Thanks to this approach, multiple replicas of the same microservice spread across different clusters, and backed by the same service, are handled transparently. Each pod, no matter where it is located, contributes with a distinct EndpointSlice entry, either by the standard control plane or through resource reflection, hence becoming eligible during the Service load-balancing process.

Ingresses

The propagation of Ingress resources enables the configuration of multiple points of entrance for external traffic. Ingress resources are propagated verbatim into remote clusters, except for the IngressClassName field, which is left empty. Hence, selecting the default ingress class in the remote cluster, as the local one (i.e., the one in the origin cluster) might not be present.

Persistent storage

The reflection of PersistentVolumeClaims (PVCs) and PersistentVolumes (PVs) is a key to enable the cross-cluster Liqo storage fabric. Specifically, the process is triggered when a PVC requiring the Liqo storage class is bound for the first time, and the requesting pod is scheduled in a virtual node (i.e., remote cluster). Upon this event, the PVC is propagated verbatim to the remote cluster, replacing the requested StorageClass with the one negotiated during the peering process.

Once created, the resulting PV is reflected backwards (i.e., from the remote to the local cluster), and the proper affinity selectors are added to bind it to the virtual node.
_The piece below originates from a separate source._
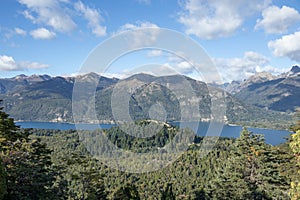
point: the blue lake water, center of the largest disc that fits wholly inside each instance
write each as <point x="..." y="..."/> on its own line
<point x="273" y="137"/>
Hence, subsequent pods mounting that PV will be scheduled on that virtual node, and eventually offloaded to the same remote cluster.

Configuration data

ConfigMaps and Secrets typically hold configuration data consumed by pods, and both types of resources are propagated by Liqo verbatim into remote clusters. In this respect, Liqo features also the propagation of Secrets holding ServiceAccount tokens, to enable offloaded pods to contact the Kubernetes API server of the origin cluster, as well as to support those applications leveraging ServiceAccounts for internal authentication purposes.

Warning

Currently, Liqo supports only the propagation of ServiceAccount tokens contained in the respective Secret object (i.e., first party tokens), and not of those to be retrieved from the TokenRequest API (i.e., third party tokens). Due to this limitation, service account reflection is currently disabled by default in Kubernetes v1.24+, as ServiceAccounts do not longer automatically generate the corresponding Secret.